FEASIBILITY OF ERADICATING THE DISEASE FROM THE US
Level: Difficult and uncertain: Extremely difficult and with uncertain success rate, few global examples of success even at farm level
JEV is not currently present in the United States, but if introduced, eradication would face severe challenges. The virus is maintained in transmission cycles involving Culex mosquitoes and wildlife hosts (ardeid birds, potentially bats) that cannot be eliminated through standard livestock disease control measures. Feral pig populations across the southern US could serve as amplifying hosts. Multiple competent Culex vector species are present throughout the continental US. The 2022 Australian experience demonstrated that JEV can circulate silently for extended periods before detection, potentially establishing in wildlife and vector populations before recognition.

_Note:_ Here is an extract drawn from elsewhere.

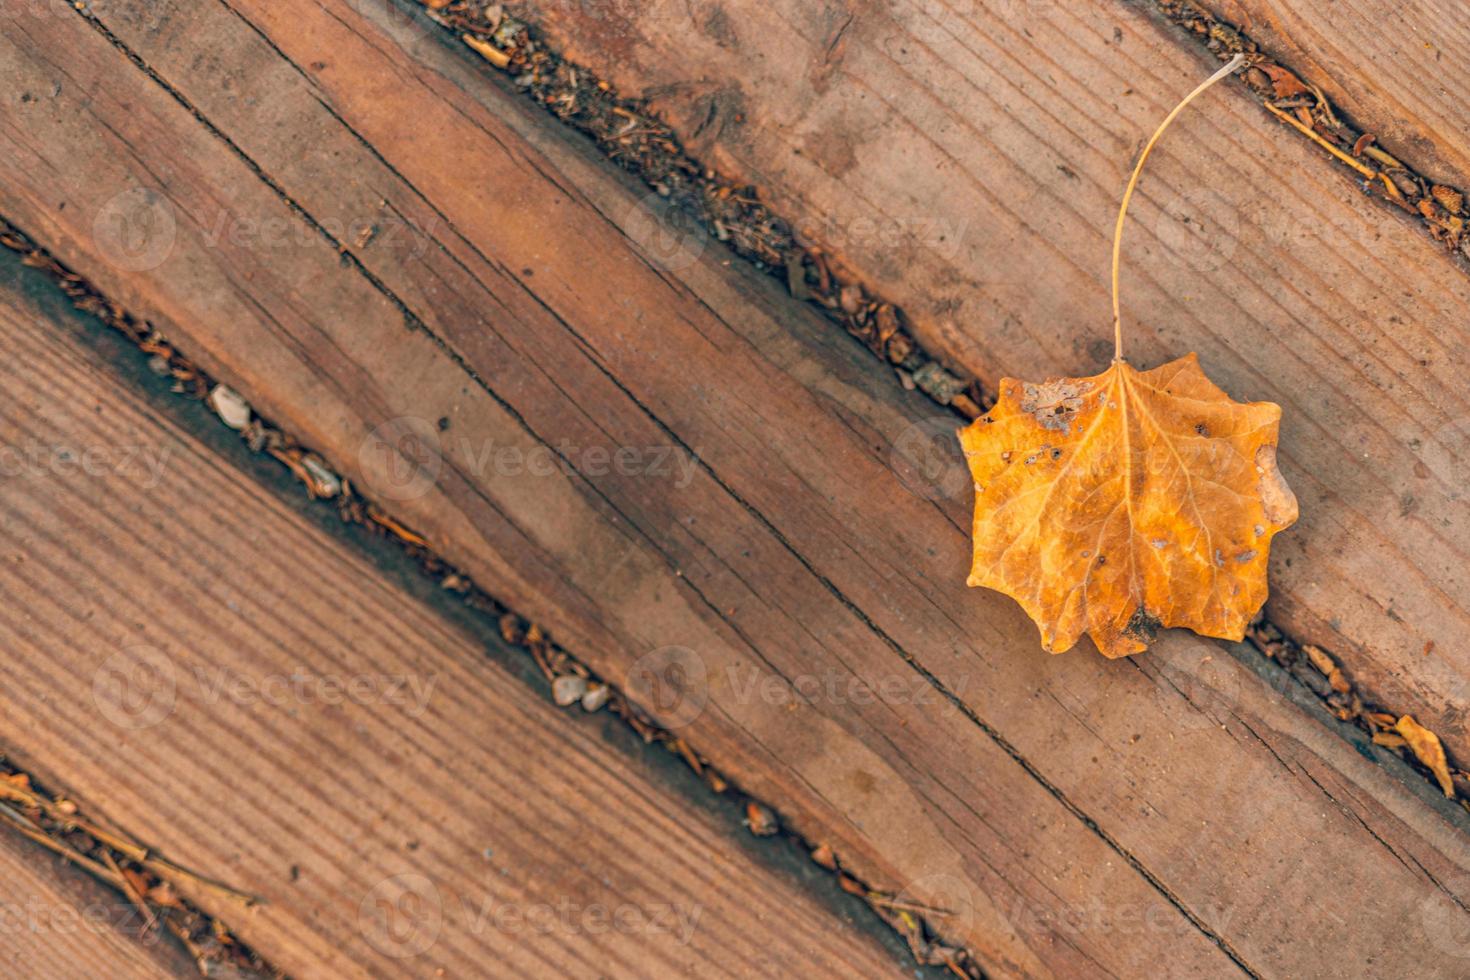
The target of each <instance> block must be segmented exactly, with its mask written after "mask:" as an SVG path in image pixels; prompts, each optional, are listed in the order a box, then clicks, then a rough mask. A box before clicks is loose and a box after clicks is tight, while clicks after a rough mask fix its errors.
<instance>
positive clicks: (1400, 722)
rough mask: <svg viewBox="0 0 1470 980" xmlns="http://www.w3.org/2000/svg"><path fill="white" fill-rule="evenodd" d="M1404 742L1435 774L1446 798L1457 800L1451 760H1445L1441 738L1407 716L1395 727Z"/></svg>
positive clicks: (1420, 762)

Eradication would require sustained, coordinated mosquito control across vast geographic areas—technically challenging and resource-intensive. Vaccination of domestic pigs could reduce amplification but would not eliminate wildlife-vector cycles. Historical precedent from endemic Asian countries shows JEV becomes permanently established once introduced into suitable ecological settings. Prevention of introduction through surveillance and biosecurity is far more feasible than post-introduction eradication.